Publicado em O Jornal da Tarde,26/12/1996
O brasileiro é tolerante?
Quando se olha para o quadro da desigualdade, costuma-se dizer que o brasileiro é um povo bastante tolerante. Somos os campeões da desigualdade. Ao mesmo tempo, detemos um "record" de pacifismo. São poucas as pessoas que se revoltam, dizem aqueles que nos comparam com os espanhóis, uruguaios e argentinos.
Examinando-se a questão com mais atenção, vemos que o quadro não é bem esse. Os dados sobre criminalidade e violência (que são formas de protesto e agressão ao próximo) dizem o contrário. A proporção de homicídios no Brasil dobrou nos últimos dez anos. Entre nós, mata-se mais do que em Nova York.
Os estudos sobre a tolerância costumam focalizar dois aspectos mais particulares da vida social: tolerância em relação à liberdade e à igualdade.
Aqui, a coisa de complica. A liberdade e igualdade são muito contraditórios. A sociedade democrática, ao alimentar o desejo pela igualdade, dizia Tocqueville corre o risco de destruir a liberdade. A busca insaciável da igualdade leva ao despotismo da maioria, ameaçando a liberdade.
Esse é o tipo do problema que tira o sono de qualquer um. é angustiante saber que temos de ceder liberdade para ter mais igualdade. Por outro lado, ninguém aceita aumentar a desigualdade para se chegar à liberdade.
Nos campos da liberdade e igualdade, é comum para as pessoas apoiarem os princípios gerais. Mas, quando se chega no terreno dos fatos específicos, a reação muda.

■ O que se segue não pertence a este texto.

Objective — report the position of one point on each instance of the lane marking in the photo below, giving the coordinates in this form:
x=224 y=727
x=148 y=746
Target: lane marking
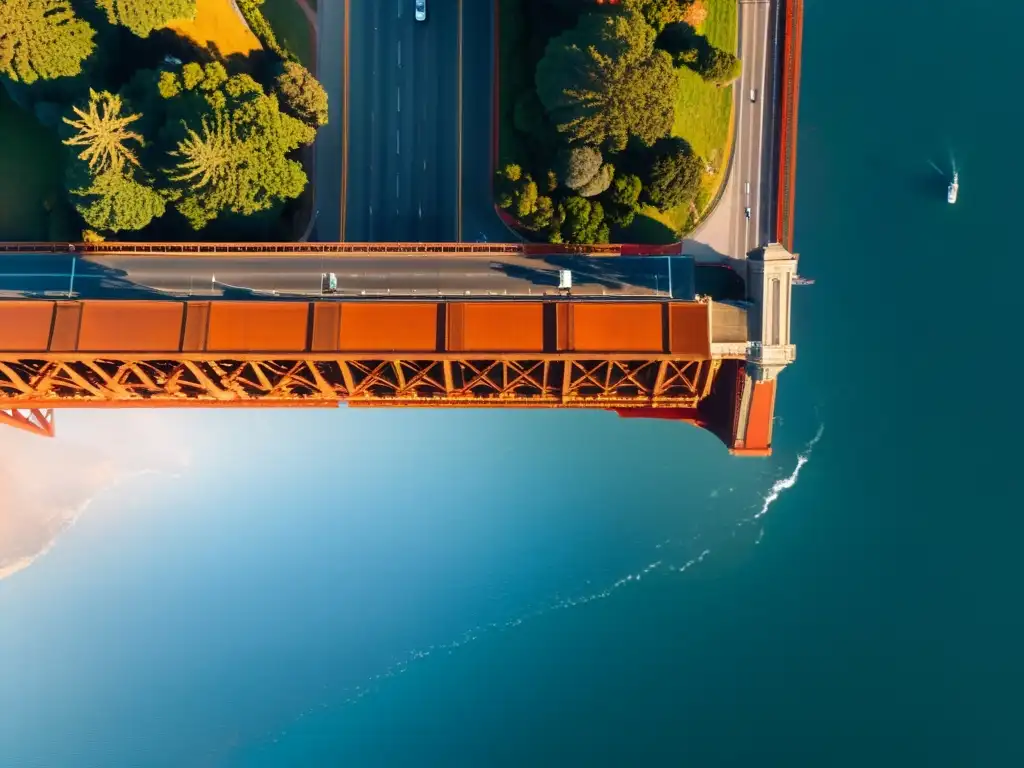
x=458 y=230
x=344 y=116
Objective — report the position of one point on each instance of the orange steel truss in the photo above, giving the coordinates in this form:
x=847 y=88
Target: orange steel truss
x=37 y=421
x=523 y=383
x=540 y=353
x=649 y=358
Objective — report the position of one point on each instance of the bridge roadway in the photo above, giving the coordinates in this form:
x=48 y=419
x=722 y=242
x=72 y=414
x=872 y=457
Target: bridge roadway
x=128 y=276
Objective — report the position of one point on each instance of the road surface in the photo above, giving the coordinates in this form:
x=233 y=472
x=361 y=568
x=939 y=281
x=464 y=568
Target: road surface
x=330 y=139
x=404 y=126
x=728 y=232
x=50 y=275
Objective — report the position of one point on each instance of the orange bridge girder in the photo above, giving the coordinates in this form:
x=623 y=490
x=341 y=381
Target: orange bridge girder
x=644 y=357
x=36 y=421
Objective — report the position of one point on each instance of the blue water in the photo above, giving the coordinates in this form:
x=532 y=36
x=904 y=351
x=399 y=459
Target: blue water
x=293 y=599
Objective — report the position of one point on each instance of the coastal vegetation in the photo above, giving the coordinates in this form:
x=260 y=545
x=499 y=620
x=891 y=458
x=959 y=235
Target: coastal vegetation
x=165 y=119
x=614 y=118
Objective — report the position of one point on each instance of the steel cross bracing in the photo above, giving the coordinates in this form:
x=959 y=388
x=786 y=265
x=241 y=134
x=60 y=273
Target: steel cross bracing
x=37 y=421
x=563 y=381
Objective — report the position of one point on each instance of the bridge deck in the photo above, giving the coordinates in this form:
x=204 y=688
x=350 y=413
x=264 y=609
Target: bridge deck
x=198 y=329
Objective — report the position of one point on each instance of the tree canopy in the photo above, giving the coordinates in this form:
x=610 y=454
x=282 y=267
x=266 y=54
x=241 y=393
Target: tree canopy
x=674 y=176
x=719 y=67
x=42 y=40
x=103 y=133
x=658 y=13
x=301 y=94
x=603 y=82
x=227 y=143
x=142 y=16
x=116 y=203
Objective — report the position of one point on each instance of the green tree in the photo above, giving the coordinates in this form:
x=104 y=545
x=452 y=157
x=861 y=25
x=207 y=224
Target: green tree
x=674 y=176
x=584 y=221
x=599 y=183
x=117 y=203
x=658 y=13
x=578 y=165
x=603 y=81
x=237 y=160
x=301 y=94
x=719 y=67
x=103 y=133
x=142 y=16
x=623 y=200
x=42 y=40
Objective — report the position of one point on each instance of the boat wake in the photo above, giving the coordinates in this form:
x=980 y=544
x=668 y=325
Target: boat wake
x=66 y=520
x=784 y=483
x=652 y=568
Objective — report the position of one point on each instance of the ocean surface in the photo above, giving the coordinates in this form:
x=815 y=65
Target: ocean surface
x=566 y=589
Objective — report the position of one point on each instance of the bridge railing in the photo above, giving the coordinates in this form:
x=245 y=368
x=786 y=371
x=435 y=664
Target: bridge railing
x=333 y=249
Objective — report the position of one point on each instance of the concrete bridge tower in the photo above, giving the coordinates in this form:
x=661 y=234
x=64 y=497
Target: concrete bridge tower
x=770 y=273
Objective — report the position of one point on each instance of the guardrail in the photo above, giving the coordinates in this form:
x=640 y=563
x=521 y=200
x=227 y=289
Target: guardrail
x=334 y=249
x=793 y=31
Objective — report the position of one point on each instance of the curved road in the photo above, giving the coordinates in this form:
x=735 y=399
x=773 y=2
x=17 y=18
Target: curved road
x=728 y=232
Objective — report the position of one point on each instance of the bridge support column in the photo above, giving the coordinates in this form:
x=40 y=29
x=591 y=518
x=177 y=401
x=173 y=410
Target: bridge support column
x=769 y=289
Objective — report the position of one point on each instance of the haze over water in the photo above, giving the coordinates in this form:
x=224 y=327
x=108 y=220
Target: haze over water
x=548 y=589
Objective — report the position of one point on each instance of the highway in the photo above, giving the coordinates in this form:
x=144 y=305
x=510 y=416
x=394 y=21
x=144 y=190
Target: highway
x=728 y=232
x=403 y=122
x=330 y=147
x=56 y=275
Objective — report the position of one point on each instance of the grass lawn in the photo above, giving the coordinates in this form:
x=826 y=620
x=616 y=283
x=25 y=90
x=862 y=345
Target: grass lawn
x=219 y=26
x=704 y=118
x=292 y=29
x=31 y=173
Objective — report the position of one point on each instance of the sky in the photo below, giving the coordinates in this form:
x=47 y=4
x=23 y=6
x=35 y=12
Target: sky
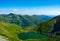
x=30 y=7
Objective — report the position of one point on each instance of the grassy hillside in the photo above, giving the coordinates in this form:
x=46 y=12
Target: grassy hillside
x=23 y=20
x=10 y=31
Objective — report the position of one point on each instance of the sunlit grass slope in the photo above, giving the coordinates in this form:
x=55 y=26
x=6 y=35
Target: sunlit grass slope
x=10 y=31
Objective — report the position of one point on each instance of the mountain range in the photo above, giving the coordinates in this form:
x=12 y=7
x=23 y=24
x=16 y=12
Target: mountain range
x=24 y=20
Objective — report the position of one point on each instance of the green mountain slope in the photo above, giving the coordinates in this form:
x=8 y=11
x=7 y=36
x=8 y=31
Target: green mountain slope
x=24 y=20
x=10 y=31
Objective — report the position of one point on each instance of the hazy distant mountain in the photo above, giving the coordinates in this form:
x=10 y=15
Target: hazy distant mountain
x=24 y=20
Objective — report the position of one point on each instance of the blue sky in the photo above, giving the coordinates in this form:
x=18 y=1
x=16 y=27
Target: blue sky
x=30 y=7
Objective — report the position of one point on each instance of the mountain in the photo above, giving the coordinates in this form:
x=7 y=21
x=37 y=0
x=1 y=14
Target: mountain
x=24 y=20
x=51 y=26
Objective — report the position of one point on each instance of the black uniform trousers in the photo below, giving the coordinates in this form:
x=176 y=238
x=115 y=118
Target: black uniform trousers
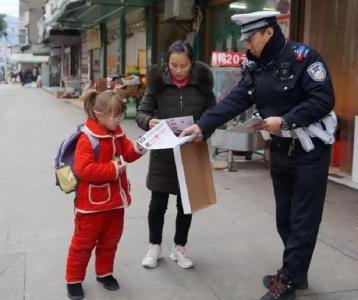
x=299 y=182
x=157 y=208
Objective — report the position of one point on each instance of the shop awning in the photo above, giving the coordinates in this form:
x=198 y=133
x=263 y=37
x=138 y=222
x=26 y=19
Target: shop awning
x=79 y=14
x=28 y=58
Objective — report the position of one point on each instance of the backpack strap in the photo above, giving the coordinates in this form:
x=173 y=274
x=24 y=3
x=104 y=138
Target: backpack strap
x=93 y=140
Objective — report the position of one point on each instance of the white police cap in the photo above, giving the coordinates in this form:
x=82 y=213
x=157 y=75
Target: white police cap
x=252 y=22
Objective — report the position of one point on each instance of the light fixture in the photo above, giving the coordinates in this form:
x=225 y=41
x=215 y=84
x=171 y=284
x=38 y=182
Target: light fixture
x=238 y=5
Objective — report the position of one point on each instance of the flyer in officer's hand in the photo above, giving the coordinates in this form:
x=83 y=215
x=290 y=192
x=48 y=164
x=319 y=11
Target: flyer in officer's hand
x=247 y=126
x=161 y=137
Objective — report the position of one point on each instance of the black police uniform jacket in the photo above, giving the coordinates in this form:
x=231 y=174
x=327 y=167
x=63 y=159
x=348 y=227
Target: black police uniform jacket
x=289 y=80
x=163 y=100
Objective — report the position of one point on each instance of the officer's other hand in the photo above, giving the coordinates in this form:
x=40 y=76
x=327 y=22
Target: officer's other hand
x=153 y=122
x=271 y=124
x=193 y=130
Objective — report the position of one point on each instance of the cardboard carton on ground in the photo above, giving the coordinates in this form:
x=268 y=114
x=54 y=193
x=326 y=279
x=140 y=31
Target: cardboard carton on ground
x=195 y=176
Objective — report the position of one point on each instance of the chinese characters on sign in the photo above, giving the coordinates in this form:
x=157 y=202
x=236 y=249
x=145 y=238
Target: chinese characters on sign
x=227 y=59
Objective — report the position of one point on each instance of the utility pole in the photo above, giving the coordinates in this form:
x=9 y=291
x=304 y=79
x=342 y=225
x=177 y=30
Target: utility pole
x=5 y=75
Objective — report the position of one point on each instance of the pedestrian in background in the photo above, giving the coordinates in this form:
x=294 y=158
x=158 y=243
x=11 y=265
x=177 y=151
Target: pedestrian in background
x=291 y=87
x=102 y=193
x=180 y=88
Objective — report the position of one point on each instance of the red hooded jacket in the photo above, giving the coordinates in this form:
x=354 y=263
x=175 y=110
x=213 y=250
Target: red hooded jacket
x=101 y=187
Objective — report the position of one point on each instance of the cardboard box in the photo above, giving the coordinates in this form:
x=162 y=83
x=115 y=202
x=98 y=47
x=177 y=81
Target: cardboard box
x=195 y=176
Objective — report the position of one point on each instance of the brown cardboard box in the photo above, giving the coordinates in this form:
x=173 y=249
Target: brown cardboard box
x=195 y=176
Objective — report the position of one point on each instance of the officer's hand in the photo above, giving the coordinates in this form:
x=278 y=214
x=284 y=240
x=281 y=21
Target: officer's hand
x=153 y=122
x=193 y=130
x=271 y=124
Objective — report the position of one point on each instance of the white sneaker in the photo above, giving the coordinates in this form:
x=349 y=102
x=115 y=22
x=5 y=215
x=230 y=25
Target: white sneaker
x=154 y=253
x=179 y=255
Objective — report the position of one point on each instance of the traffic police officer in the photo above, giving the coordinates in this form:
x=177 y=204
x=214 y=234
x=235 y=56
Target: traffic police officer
x=291 y=87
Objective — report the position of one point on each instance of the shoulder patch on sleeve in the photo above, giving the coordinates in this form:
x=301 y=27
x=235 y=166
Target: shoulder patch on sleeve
x=317 y=71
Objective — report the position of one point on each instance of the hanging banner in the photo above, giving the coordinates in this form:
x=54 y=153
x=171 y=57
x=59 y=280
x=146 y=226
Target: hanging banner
x=93 y=38
x=227 y=59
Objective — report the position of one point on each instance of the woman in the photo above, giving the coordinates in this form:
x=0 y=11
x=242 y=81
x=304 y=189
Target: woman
x=181 y=88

Esse é o caso do pai que apóia a igualdade de direitos entre pessoas de raça diferente mas que não aceita ver sua filha branca passando o seu dote ao genro negro.
Costuma-se dizer que o brasileiro não tem preconceito. Mas os estudos mais refinados indicam que apenas 13% dos brancos estão nessa condição; cerca de 87% têm algum nível de preconceito ("O Racismo Cordial", Folha de S. Paulo, 25/06/95).
O respeito à liberdade do direito de uma pessoa expressar suas idéias não implica suprimir a crítica. A tolerância é boa para o sistema politico; beneficia a busca da verdade; é boa para os indivíduos. Ninguém duvida disso. Ao mesmo tempo é comum encontrar-se protestantes que condenam a pregação católica sob o argumento que, ao povo, deve ser revelada apenas a verdade - tomada como sinônimo de suas idéias.
A tolerância na sociedade requer instituições politicas tolerantes e comportamentos dos lideres também tolerantes (Michel Corbett, Political Tolerance, 1982). Mas quando se desce à realidade, a coisa muda. A Constituição Federal proíbe os preconceitos de raça, cor, religião, etc. (art 5º). O Brasil possui uma instituto anti-racismo (Lei 7.716, 5/1/89). Apesar disso, a tolerância nessas áreas está se revelando baixa, mesmo entre os que praticam o sincretismo de religião e de raça.
A tolerância é mais alta entre as pessoas mais educadas. Mas, a literatura mostra que o determinante não é a escolarização. A educação dá uma segurança psicológica aos indivíduos. é essa segurança que tem um papel dominante na determinação da tolerância.
Os estudos sobre a tolerância no Brasil estão apenas engatinhando. Sérgio Buarque de Holanda defendeu a tese segundo a qual a grande contribuição dos brasileiros à civilização ocidental é a cordialidade. Mas, os comportamentos velados nas questões racial e religiosa, a criminalidade e a violência urbanas, a agressividade absurda demonstrada no futebol, trânsito e forrós fazem a gente pensar e repensar a questão. Parece que o brasileiro já foi mais tolerante e entra agora numa nova era. Será interessante acompanhar esse assunto ao longo do tempo.